FiTI, in collaboration with CEMLAWS Africa, initiates online transparency assessment of fisheries management information for Ghana
In order to support Ghana in starting a transformative journey in enhancing the availability and comprehensibility of fisheries management information, the FiTI announced today the start of its ‘TAKING STOCK – Online Transparency of Fisheries Management Information’ assessment for the country’s marine fisheries sector. Marine fisheries is of critical importance to Ghana, fulfilling the country’s economic, food security, and nutrition needs. Recent years have seen a series of reforms to ensure the sector’s long-term sustainability. At the same time, Ghana is regularly criticised for its management of fisheries, including inadequate fisheries regulations, opaque decision-making and ownership structures, and unequitable allocation of resources and their benefit-sharing between stakeholders – including between small-scale and large-scale fishers.
Enhancing transparency is therefore a critical step in improving fisheries governance in Ghana.
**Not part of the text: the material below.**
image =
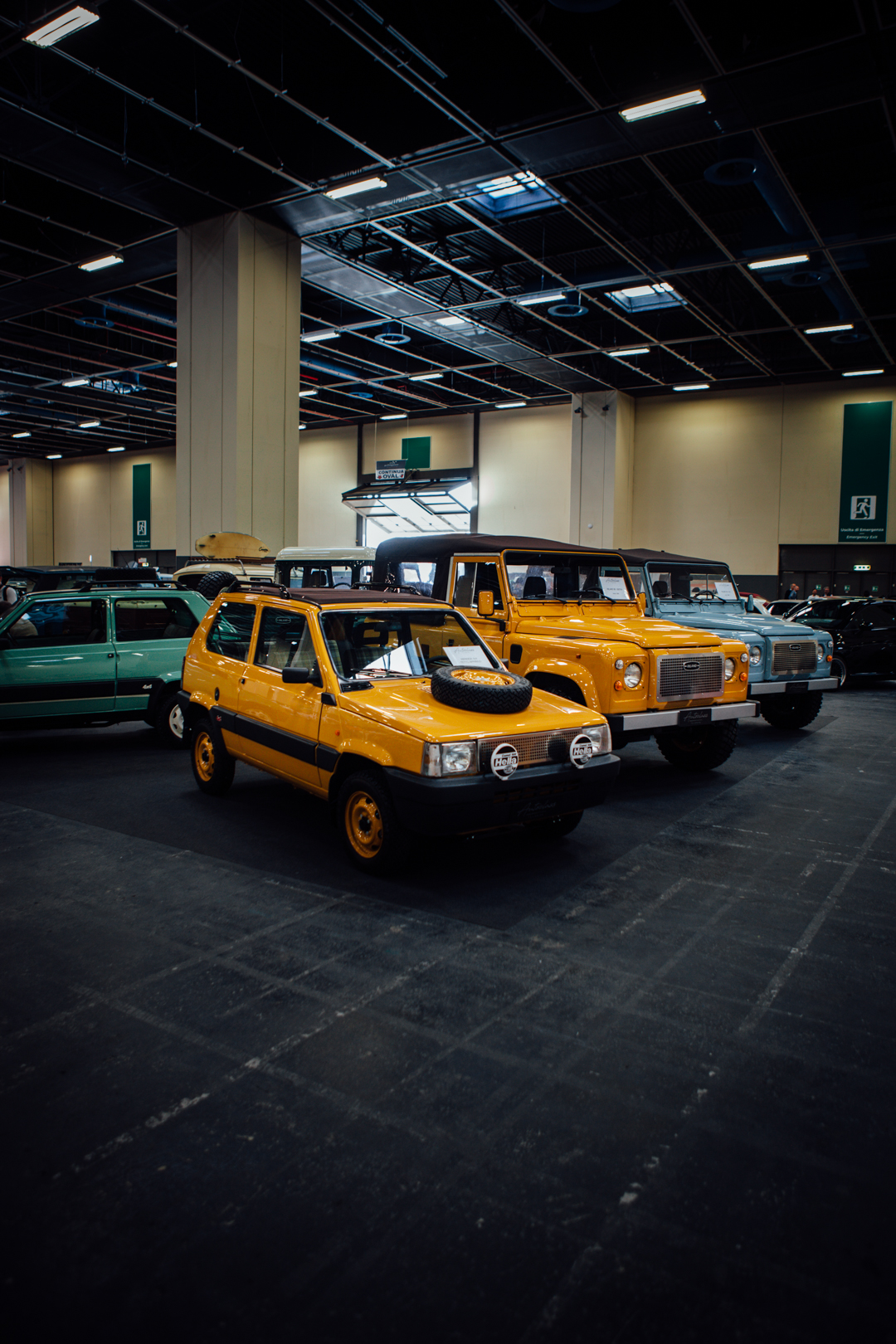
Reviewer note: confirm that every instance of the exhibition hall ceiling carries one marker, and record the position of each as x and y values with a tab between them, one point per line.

The importance of public access to information as a prerequisite to managing fisheries efficiently and sustainably has also been recognised by the recent 7th Meeting of the OACPS Ministers in Charge of Fisheries and Aquaculture in Ghana (5 – 8 April 2022) – held under the leadership of Ghana’s Ministry of Fisheries and Aquaculture Development (MOFAD), emphasising the ‘importance of transparency in fisheries governance and sustainable fisheries management as a concrete benefit and contribution to building resilience and sustainability at local, national, and regional levels’. Through this TAKING STOCK assessment, the FiTI will provide the national authorities of Ghana and relevant stakeholders with a comprehensive understanding of the types of information already published in the public domain and where enhancement opportunities exist. The results will also establish a credible benchmark, based on which improvements can be demonstrated over time. In more detail, the assessment will evaluate the types of marine fisheries management information that the national authorities publish on their websites according to the FiTI Standard. A total of 39 individual transparency elements will be assessed, ranging from the publication of national laws, fisheries management plans, and vessel registries to fisheries subsidies, and beneficial ownership. Beyond simply considering if this information is available online, the assessment will also look at the quality of government information, considering whether it is up-to-date and easy for people to find.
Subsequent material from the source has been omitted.